Phosphatidylserine (PS) primarily locates in the inner leaflet of cell membrane and this asymmetry is actively maintained by flippases such as ATPase Phosphlipid Transporting 11 A and 11C. Meanwhile, scramblases drive ATP-independent, bidirectional movement of membrane lipids between the extracellular and the cytoplasmic leaflet [[1], [2], [3]]. Scramblase Xk-related protein 8 (Xkr8) is activated by caspases and upregulated [4] during cell apoptosis, leading to irreversible PS externalization on the cell surface which serves as an “eat me” signal for phagocytosis, a process known as efferocytosis [[5], [6], [7]]. Professional phagocytes such as macrophages and dendritic cells express multiple PS-recognizing receptors, including T cell immunoglobulin mucin domain (TIM) family (TIM-1, −3, and − 4) [[8], [9], [10]], tyrosine kinase family (Axl, Tyro3, and MerTK) [11,12], scavenger receptor family (SCARF1) [13], and integrins, which can trigger profound immunosuppressive effects upon interaction with PS-exposing cells [[14], [15], [16]]. After engulfing apoptotic cells, macrophages can be induced to polarize toward M2-like phenotype, increasing the secretion of anti-inflammatory cytokines interleukin-10 (IL-10) and TGF-β, which is crucial to maintain homeostasis in normal tissue [17,18].

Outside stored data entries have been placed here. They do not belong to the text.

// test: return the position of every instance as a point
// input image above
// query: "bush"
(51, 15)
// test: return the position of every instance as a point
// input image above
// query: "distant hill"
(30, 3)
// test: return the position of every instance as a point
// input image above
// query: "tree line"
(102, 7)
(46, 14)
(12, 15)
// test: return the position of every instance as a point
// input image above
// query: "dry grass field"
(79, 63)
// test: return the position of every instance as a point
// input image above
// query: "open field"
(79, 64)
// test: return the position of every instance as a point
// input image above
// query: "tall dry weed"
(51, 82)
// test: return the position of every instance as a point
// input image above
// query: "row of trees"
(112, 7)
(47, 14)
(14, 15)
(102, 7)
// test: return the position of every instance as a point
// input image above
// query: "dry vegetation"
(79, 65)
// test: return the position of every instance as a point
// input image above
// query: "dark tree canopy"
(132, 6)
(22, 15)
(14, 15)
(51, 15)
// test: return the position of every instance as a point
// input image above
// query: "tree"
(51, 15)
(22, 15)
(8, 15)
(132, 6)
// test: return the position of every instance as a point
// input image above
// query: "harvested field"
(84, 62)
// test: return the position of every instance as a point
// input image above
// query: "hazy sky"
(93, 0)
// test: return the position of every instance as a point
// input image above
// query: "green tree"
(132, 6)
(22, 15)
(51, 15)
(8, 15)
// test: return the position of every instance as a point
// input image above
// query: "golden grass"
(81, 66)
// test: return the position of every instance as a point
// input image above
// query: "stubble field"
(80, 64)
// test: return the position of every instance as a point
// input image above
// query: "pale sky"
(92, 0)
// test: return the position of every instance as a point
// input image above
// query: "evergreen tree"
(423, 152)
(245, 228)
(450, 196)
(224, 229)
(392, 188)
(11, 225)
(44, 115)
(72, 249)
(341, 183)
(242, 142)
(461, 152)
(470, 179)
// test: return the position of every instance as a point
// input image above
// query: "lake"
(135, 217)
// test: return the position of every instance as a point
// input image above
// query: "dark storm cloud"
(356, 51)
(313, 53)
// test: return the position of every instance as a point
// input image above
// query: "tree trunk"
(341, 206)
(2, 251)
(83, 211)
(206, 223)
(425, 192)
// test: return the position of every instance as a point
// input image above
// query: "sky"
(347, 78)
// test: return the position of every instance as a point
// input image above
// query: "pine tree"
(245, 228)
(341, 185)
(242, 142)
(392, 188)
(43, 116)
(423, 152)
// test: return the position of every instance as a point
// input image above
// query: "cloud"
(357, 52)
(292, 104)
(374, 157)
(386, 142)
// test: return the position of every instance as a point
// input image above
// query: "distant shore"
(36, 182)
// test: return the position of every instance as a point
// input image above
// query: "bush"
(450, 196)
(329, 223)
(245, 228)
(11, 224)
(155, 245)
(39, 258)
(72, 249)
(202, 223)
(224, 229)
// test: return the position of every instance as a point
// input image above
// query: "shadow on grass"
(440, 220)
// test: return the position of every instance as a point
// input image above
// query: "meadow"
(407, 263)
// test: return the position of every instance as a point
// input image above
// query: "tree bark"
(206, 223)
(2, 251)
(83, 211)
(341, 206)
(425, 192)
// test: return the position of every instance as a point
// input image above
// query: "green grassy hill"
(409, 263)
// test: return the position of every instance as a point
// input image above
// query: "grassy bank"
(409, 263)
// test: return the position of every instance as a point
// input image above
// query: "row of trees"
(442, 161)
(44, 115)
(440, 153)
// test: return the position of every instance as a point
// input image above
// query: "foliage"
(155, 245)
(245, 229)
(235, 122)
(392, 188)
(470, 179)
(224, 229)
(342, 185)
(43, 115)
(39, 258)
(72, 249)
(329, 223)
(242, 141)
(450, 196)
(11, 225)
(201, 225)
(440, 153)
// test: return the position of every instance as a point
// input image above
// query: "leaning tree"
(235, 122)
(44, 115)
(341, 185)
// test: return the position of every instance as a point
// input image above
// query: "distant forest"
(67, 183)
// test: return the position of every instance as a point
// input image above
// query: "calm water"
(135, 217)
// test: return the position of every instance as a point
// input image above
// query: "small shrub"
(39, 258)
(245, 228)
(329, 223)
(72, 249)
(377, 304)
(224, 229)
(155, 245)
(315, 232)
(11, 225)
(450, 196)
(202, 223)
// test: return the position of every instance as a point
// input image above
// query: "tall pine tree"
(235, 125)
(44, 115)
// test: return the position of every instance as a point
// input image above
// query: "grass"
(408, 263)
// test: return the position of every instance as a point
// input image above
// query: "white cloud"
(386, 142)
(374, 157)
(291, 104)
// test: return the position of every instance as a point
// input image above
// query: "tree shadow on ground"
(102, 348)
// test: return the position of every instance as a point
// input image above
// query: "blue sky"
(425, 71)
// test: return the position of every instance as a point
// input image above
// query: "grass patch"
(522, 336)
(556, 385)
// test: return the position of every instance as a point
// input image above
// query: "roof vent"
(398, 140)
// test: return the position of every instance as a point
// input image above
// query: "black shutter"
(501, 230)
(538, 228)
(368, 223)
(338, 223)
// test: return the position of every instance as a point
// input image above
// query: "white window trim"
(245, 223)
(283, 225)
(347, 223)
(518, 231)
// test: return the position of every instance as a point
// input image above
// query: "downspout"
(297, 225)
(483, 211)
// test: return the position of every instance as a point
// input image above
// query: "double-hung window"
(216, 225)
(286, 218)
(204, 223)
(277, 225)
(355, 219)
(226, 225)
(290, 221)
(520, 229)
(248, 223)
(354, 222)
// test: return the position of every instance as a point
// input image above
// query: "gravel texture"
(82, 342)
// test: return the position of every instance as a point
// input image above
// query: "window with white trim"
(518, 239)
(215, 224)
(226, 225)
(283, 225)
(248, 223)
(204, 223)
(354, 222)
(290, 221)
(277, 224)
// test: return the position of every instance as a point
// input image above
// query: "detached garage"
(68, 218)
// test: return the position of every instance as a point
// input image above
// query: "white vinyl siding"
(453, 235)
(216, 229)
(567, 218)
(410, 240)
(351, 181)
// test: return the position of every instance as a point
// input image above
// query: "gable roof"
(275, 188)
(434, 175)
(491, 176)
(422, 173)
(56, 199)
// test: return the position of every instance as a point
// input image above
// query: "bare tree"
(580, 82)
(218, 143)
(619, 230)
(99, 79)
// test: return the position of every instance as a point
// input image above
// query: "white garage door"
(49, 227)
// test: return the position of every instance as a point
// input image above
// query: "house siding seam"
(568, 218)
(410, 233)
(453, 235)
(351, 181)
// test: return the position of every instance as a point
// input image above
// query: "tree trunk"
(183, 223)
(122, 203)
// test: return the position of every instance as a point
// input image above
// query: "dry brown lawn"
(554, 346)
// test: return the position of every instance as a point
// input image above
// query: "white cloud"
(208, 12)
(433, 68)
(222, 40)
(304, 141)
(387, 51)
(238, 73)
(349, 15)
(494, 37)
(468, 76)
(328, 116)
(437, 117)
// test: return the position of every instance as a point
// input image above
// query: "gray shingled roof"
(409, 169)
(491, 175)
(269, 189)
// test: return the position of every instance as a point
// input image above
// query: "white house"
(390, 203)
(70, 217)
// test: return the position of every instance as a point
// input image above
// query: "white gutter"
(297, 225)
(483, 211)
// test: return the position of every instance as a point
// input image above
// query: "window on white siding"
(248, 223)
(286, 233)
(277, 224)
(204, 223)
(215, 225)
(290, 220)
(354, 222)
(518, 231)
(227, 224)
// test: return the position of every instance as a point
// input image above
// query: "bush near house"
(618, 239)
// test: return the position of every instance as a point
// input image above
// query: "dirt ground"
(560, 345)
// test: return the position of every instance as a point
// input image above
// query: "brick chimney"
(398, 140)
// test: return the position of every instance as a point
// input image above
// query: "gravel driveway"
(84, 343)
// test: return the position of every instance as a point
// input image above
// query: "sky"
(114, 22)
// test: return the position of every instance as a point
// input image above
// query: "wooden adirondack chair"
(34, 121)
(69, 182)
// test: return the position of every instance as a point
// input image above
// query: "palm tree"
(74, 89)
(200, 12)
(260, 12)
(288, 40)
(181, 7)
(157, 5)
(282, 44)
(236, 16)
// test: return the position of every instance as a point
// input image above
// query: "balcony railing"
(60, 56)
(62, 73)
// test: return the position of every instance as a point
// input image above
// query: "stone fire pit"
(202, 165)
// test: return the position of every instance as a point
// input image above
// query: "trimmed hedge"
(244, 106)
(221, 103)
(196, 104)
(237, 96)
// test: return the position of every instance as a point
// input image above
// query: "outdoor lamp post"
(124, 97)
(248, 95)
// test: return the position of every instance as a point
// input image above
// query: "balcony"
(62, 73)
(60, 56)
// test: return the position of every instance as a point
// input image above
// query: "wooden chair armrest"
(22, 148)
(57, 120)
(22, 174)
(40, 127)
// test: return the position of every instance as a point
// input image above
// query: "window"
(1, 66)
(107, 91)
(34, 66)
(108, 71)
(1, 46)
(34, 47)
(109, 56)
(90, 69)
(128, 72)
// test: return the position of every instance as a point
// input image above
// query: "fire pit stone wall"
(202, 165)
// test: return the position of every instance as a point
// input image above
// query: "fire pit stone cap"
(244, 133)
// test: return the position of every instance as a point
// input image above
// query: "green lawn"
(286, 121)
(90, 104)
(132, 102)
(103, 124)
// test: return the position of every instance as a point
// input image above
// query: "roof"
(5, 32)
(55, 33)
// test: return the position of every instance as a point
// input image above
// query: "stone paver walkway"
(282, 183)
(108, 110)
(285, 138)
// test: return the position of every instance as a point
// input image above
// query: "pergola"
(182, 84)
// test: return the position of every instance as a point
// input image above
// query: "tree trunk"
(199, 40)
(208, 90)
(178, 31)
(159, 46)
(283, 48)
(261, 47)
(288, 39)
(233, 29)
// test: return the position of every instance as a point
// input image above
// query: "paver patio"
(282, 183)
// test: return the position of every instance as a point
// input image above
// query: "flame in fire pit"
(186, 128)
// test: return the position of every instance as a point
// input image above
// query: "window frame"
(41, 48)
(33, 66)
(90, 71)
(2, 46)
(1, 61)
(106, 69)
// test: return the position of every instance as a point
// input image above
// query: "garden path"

In the context of tumors, the interaction between PS+ apoptotic cells and macrophages promotes the accumulation of regulatory T cells (Tregs) and myeloid-derived suppressor cells (MDSCs) while inhibiting the priming of tumor-specific adaptive immune response in the tumor microenvironment (TME) [19]. Immunosuppressed TME poses significant challenges in cancer therapy, facilitating immune evasion, drug resistance and tumor progression [20]. Various efforts have been made to modulate TME in the development of immunotherapies, including checkpoint inhibitors targeting PD-1/PD-L1 and CTLA-4 [[21], [22], [23], [24]]. Recently, PS has emerged as a new checkpoint and critical target in counteracting immunosuppressive TME [17,25]. Strategies targeting PS and related signaling pathways such as Annexin A5, and PS- and MerTk-specific antibodies, have been developed to counteract its immunosuppressive effects [26,27]. However, despite the initial encouraging results in improving anti-tumor immunity and therapeutic efficacy in preclinical and early phase clinical studies [28], PS antibodies failed to show clear benefit over chemotherapy [14]. In addition, there are safety concerns that targeting PS across the whole body may impair its normal physiological function in non-cancerous tissues, suggesting another hurdle for translational application [27].

We have recently proposed to target PS-mediated immune suppression by decreasing Xkr8 expression via RNA interference (RNAi). We have developed a nanoparticle (NP) with surface coating of chondroitin sulfate (CS) and PEG-CS that can selectively co-deliver Xkr8 short interfering RNA (siXkr8) and a prodrug conjugate of 5-fluorouracil (5-Fu) and oxoplatin (FuOXP) [29] to the tumors. Combination chemotherapy regimen FOLFOX including oxaliplatin, fluorouracil and folinic acid has been a major treatment for colorectal and pancreatic cancers. FuOXP was designed to achieve codelivery of 5-Fu and oxoplatin, and was expected to release Pt (II) and 5-FU upon intracellular delivery. A series of similar “dual-prodrug” conjugates have been reported in which the hydroxyl group of oxoplatin was linked to the N-1 of 5-FU for cooperative cytotoxicity against cancer cells [29]. Our NP delivery platform works through effective tumor endothelial cells (ECs)-mediated active targeting while minimizing liver sinusoidal ECs (LSECs)-mediated liver uptake. Our recent work highlighted the pivotal role of tumor endothelial cells' CD44-mediated internalization and transcytosis in facilitating the extravasation at the tumor site. Meanwhile, the tumor cells' CD44-mediated transcytosis contributes significantly to the deep tumor penetration of our NP. This strategy showed promising therapeutic efficacy as well as excellent safety profile [4].

In this study, we extended the investigation of this strategy to two subcutaneous (s.c.) pancreatic tumor models (Panc02 and KPC) with different responses to chemodrug-induced Xkr8 expression. We further studied the role of impaired efferocytosis in the TME after co-treatment. Finally, we co-delivered FuOXP and siXkr8 in a clinically relevant orthotopic pancreatic cancer model for evaluating tumor inhibition and anti-tumor immunity.